Thread: more support for various frame types of window functions

more support for various frame types of window functions

From

Hitoshi Harada

Date:

09 November 2009, 05:40:05

I'm not sure if it can be finished until the start of the next CF, but
I've been working on $subject. This work intends to extend current
limited frame types of window functions such like below;

- ROWS BETWEEN CURRENT ROW AND UNBOUNDED FOLLOWING
- ORDER BY x RANGE BETWEEN CURRENT ROW AND f FOLLOWING
- ORDER BY x RANGE BETWEEN p PRECEDING AND f FOLLOWING

where "p" and "f" are values that indicate preceding/following frame
boundary offsets from current row (or peer). With this feature, you
can calculate something like "moving average" by SQL.

Frame types that won't be introduced in this work includes:

- EXCLUDE clause

The hardest point is that aggregates must be re-initialized as rows
exit from current frame, which doesn't occur in 8.4 design. One of the
solution for this is to let aggregates have "negative trans functions"
(NTF), and some comments in nodeWindowAgg.c say about it, which
current aggregate system doesn't have. But my work doesn't introduce
this mechanism because

1) "negative trans function" doesn't do anything in normal aggregate
2) forcing that to everyone who writes his/her own aggregate is quite
hard and incompatible to older releases
3) so, we must at least support aggregates that don't have NTF even if
it will be introduced in the future

That means moving average is initialized again on frame-off situation
as the frame moves down. I know that may kill it's performance but
reasons above result in my proposing design.

If you have better ideas please feel free to tell me, and any comments welcomed.

Regards,


-- 
Hitoshi Harada

Re: more support for various frame types of window functions

From

Heikki Linnakangas

Date:

09 November 2009, 06:09:22

Hitoshi Harada wrote:
> That means moving average is initialized again on frame-off situation
> as the frame moves down. I know that may kill it's performance but
> reasons above result in my proposing design.

Yeah, we need the reinitialization support to handle the generic case.

One idea is to take a copy of the state datum after each row.

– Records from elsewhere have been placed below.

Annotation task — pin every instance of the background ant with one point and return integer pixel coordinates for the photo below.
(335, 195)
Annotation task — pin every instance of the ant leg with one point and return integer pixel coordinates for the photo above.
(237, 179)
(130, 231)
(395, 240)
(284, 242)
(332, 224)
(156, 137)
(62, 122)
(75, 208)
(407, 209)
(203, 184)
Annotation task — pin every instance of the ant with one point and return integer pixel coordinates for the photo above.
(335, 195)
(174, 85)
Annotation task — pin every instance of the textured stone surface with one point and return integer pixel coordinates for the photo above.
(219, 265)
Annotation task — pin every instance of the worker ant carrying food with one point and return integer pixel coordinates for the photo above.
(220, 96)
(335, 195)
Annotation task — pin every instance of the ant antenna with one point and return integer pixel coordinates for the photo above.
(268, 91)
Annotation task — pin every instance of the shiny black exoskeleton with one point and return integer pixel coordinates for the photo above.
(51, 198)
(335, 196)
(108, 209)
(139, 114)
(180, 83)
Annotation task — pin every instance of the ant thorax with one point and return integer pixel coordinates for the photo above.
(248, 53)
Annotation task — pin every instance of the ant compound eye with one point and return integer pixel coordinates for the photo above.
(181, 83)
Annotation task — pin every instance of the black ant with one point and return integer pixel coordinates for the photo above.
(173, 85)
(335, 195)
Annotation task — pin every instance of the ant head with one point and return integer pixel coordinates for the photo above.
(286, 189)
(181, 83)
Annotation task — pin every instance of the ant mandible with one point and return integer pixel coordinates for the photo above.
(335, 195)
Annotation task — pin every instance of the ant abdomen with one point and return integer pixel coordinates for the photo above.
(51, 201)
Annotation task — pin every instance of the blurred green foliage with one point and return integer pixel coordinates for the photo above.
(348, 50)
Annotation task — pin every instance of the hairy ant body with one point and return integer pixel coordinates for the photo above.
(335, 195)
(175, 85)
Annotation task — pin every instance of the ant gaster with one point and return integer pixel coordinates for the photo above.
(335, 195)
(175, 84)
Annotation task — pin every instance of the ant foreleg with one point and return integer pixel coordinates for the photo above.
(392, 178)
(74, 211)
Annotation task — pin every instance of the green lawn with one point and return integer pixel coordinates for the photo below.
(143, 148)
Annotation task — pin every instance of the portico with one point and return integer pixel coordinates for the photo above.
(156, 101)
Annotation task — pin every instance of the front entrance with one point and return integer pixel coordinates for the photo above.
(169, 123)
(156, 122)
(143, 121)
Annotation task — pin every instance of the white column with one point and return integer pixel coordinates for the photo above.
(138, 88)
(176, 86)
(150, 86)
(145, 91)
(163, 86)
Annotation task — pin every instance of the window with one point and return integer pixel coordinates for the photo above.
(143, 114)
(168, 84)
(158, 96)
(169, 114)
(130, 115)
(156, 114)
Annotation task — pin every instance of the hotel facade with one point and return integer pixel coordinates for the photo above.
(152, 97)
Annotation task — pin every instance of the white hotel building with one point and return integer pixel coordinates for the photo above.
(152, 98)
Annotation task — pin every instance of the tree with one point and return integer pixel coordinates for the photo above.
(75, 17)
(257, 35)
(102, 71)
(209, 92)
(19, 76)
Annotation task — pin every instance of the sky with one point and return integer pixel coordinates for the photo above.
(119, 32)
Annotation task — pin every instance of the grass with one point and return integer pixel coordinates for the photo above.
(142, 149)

Then,
instead of initializing the aggregate from scratch, you can "roll back"
to an earlier copied state. It doesn't always help, but might be a part
of the solution.

--  Heikki Linnakangas EnterpriseDB   http://www.enterprisedb.com

Re: more support for various frame types of window functions

From

David Fetter

Date:

09 November 2009, 06:32:40

On Mon, Nov 09, 2009 at 06:39:54PM +0900, Hitoshi Harada wrote:
> I'm not sure if it can be finished until the start of the next CF,
> but I've been working on $subject. This work intends to extend
> current limited frame types of window functions such like below;

This is very, very exciting.  Is there a public repository people can
check out?  In particular, I'm curious about how to handle ROWS vs.
RANGE, e.g.:
   avg(t) OVER (...       ROWS BETWEEN 2 PRECEDING AND 2 FOLLOWING) AS smooth_five_points

vs. 
   avg(t) OVER (...       RANGE BETWEEN       INTERVAL '2 day' PRECEDING AND       INTERVAL '2 day' FOLLOWING) AS
five_day_average

> - ROWS BETWEEN CURRENT ROW AND UNBOUNDED FOLLOWING
> - ORDER BY x RANGE BETWEEN CURRENT ROW AND f FOLLOWING
> - ORDER BY x RANGE BETWEEN p PRECEDING AND f FOLLOWING
> 
> where "p" and "f" are values that indicate preceding/following frame
> boundary offsets from current row (or peer). With this feature, you
> can calculate something like "moving average" by SQL.
> 
> Frame types that won't be introduced in this work includes:
> 
> - EXCLUDE clause
> 
> The hardest point is that aggregates must be re-initialized as rows
> exit from current frame, which doesn't occur in 8.4 design. One of the
> solution for this is to let aggregates have "negative trans functions"
> (NTF), and some comments in nodeWindowAgg.c say about it, which
> current aggregate system doesn't have. But my work doesn't introduce
> this mechanism because
> 
> 1) "negative trans function" doesn't do anything in normal aggregate
> 2) forcing that to everyone who writes his/her own aggregate is quite
> hard and incompatible to older releases
> 3) so, we must at least support aggregates that don't have NTF even if
> it will be introduced in the future
> 
> That means moving average is initialized again on frame-off
> situation as the frame moves down. I know that may kill it's
> performance but reasons above result in my proposing design.
> 
> If you have better ideas please feel free to tell me, and any
> comments welcomed.

First, it's wonderful to hear you're working on this. :)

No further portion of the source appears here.